Diese Diskussion darf sich jedoch nicht auf den EWR beschränken. Das europäische Feuer bekommt keine Nahrung, indem man versucht, Vulkane wieder zu entflammen, die längst erloschen sind. Es macht keinen Sinn, einem Klub beizutreten, dem nur noch Norwegen, Island und Liechtenstein angehören. Vielmehr müssen wir wieder eine faktenorientierte und konstruktive Debatte über die europäische Integration führen.

  • Wir müssen uns den Integrationsbericht von 1999 zum Vorbild nehmen. Die Lage der Schweiz und jene in der Europäischen Union müssen klar bilanziert werden. Weiter muss eine vergleichende Analyse durchgeführt werden. Diese soll aufzeigen, welches die Folgen sind, wenn die heutige Politik (sofern überhaupt möglich) fortgeführt wird, wenn wir dem EWR beitreten oder wenn wir direkt EU-Mitglied werden.
  • Eine solche Analyse darf sich nicht auf wirtschaftliche, finanzielle, soziale und ökologische Fragen beschränken. Sie muss sich auch mit politisch-demokratischen Problemen auseinander setzen. Eine solche Grundlage ist notwendig, damit verbindliche Entscheide getroffen werden können.

Der Standpunkt der SP:

  • Die BRIC-Staaten (Brasilien, Russland, Indien und China) können niemals die EU als Hauptpartner ersetzen. Alleine das deutsche Bundesland Baden-Württemberg bringt der Schweizer Wirtschaft gleich viel ein wie diese Länder zusammen.
  • Nicht ohne Grund hat die EU dieses Jahr den Friedens-Nobelpreis erhalten. Der Erhalt eines friedlichen Europas vollzieht sich zweifellos auf dem Weg der Integration.
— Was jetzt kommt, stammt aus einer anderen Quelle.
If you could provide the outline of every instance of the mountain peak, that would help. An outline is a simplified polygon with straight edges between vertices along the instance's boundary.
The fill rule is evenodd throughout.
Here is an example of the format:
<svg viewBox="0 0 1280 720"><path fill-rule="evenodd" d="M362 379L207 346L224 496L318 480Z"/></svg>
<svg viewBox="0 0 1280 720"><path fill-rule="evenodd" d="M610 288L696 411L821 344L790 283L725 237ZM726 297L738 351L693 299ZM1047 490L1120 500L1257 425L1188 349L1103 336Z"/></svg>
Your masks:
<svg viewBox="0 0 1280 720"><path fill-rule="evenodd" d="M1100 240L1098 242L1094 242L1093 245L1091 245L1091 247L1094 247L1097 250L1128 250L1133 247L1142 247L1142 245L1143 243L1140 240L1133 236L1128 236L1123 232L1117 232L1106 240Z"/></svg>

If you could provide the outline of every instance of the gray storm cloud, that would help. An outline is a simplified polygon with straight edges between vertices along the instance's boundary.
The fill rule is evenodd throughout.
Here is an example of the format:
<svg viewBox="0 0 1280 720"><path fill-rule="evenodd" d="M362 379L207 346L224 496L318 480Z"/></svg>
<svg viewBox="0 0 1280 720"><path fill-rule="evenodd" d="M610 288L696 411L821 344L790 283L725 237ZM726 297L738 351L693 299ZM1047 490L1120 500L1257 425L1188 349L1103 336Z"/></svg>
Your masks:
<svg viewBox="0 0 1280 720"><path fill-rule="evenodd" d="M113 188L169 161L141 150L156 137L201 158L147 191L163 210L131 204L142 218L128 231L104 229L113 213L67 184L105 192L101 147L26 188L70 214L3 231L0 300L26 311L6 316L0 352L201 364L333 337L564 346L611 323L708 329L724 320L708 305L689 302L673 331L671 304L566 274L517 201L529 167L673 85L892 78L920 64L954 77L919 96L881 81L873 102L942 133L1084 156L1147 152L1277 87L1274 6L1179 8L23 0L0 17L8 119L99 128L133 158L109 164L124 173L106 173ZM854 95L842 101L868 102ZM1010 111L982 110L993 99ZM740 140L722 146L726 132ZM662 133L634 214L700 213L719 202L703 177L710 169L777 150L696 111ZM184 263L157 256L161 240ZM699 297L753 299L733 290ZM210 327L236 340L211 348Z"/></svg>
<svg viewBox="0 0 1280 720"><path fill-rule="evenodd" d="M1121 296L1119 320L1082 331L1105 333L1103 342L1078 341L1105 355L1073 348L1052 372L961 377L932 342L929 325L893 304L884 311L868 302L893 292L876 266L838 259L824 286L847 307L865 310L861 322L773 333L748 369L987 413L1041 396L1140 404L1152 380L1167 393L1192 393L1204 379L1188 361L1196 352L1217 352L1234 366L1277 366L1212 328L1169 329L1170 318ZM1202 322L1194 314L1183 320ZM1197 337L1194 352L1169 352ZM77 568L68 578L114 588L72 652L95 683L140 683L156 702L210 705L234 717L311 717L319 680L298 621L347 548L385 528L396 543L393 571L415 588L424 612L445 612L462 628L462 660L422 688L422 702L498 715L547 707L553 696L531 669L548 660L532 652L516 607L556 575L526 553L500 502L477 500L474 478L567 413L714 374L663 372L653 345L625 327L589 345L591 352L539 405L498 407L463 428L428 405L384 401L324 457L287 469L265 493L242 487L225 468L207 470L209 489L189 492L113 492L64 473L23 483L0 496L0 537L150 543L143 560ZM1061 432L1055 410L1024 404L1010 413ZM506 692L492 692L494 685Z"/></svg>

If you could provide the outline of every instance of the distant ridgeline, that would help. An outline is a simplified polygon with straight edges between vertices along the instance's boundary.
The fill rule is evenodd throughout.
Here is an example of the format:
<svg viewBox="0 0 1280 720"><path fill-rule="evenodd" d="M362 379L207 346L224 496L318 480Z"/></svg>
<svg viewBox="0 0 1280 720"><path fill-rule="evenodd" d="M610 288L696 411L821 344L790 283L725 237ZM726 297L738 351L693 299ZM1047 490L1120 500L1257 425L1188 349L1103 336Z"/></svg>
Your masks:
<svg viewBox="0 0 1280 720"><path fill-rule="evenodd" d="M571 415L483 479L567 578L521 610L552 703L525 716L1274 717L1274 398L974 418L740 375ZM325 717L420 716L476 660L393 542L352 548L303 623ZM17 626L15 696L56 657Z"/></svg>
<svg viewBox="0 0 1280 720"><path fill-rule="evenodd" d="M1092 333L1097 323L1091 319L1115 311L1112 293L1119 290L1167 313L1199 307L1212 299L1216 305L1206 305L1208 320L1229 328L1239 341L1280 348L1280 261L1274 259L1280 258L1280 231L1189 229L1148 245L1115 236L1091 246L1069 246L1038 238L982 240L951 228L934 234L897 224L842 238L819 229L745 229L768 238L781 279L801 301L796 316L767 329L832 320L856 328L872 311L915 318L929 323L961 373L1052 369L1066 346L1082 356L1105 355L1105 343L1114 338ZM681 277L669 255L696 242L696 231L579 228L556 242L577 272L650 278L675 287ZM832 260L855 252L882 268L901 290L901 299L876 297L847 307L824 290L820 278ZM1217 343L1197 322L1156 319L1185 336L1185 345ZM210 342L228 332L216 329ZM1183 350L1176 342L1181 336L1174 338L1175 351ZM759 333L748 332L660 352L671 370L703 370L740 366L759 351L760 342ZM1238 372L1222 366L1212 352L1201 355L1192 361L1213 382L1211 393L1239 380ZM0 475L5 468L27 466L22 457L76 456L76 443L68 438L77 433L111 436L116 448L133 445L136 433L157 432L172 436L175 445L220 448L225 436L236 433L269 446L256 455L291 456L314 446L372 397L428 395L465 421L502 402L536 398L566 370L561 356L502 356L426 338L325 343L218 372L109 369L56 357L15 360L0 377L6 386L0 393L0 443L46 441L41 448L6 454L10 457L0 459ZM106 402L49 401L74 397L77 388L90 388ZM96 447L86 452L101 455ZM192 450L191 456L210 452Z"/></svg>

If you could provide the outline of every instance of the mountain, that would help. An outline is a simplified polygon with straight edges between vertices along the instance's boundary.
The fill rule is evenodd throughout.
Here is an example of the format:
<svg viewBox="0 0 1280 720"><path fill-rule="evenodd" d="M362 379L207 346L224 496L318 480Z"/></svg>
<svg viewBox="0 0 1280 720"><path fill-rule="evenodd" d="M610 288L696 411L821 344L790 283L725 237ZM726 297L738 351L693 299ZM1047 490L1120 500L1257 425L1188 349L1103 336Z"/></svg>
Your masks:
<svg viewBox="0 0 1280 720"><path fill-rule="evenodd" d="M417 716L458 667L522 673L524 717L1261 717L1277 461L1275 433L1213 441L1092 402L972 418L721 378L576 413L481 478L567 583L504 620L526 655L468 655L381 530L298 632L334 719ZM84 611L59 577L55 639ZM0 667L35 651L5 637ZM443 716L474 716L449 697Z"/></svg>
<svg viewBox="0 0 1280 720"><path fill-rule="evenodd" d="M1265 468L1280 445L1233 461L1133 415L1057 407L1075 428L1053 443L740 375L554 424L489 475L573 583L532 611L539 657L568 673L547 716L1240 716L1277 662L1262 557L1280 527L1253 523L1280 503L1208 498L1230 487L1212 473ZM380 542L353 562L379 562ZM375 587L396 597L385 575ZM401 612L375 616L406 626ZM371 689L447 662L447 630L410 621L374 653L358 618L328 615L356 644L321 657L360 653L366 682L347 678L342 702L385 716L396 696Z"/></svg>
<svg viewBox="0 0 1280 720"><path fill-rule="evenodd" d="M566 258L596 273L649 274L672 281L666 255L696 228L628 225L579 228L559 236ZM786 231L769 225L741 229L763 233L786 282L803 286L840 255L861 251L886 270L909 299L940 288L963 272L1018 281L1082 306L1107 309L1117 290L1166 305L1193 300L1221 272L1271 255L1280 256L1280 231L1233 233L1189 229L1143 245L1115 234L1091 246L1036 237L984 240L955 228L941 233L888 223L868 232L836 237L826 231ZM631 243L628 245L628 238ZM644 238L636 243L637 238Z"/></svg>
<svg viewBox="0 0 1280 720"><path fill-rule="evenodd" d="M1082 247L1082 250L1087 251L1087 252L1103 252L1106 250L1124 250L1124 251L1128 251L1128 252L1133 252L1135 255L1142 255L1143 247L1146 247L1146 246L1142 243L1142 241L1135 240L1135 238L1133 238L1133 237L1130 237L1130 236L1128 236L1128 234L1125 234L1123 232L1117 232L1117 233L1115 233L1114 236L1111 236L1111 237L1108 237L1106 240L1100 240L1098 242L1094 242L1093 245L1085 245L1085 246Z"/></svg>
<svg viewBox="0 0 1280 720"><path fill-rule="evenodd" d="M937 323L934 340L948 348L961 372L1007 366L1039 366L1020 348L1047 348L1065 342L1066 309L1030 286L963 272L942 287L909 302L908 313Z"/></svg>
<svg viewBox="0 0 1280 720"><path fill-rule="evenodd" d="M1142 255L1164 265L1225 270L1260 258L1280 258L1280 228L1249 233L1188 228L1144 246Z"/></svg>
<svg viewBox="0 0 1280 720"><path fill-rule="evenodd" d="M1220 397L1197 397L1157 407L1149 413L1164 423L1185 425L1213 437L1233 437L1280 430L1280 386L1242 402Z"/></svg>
Und die Schweiz muss dazu ihren Beitrag leisten.

Die Folgen für die Schweiz wären unabsehbar, wenn das europäische Haus wegen dem nationalen Egoismus und der brutalen Sparpolitik im Zusammenhang mit den durch Haushaltschulden verursachten Problemen einstürzen würde.

Eine isolierte Schweiz kann auf globaler Ebene nur schwer etwas erreichen. Es ist unvorstellbar, wie die Schweiz sich ohne Europa wirksam für die Menschenrechte, den sozialen Fortschritt, den Klimaschutz oder die Erhaltung des Friedens engagieren will. Aus diesem Grund wird es immer dringlicher, dass die Schweiz einen konstruktiven Beitrag für ein sozialeres und global aktiveres Europa leistet. Alle Länder unseres Kontinents – die Schweiz inbegriffen – brauchen heute mehr und nicht weniger Europa.

Liebe Freundinnen und Freunde, liebe Genossinnen und Genossen, ich bin stolz, Präsident einer Partei zu sein, die heute demokratisch und offen über kontroverse Fragen wie die künftige Asylpolitik, die Parteienfinanzierung oder den Wahlmodus für die Bundesratsmitglieder debattiert. Wenn ich zu unseren französischen Nachbarn von der UMP hinüber schaue und sehe, wie sie unfähig sind, auch nur ihren Parteipräsidenten zu wählen, dann kann ich mir eine gewisse Genugtuung nicht verkneifen. Die Genugtuung über die lebendige und korrekte demokratische Kultur in unserer Partei.

Ich wünsche Euch eine gute Delegiertenversammlung und anregende Debatten. Es lebe die Sozialdemokratische Partei!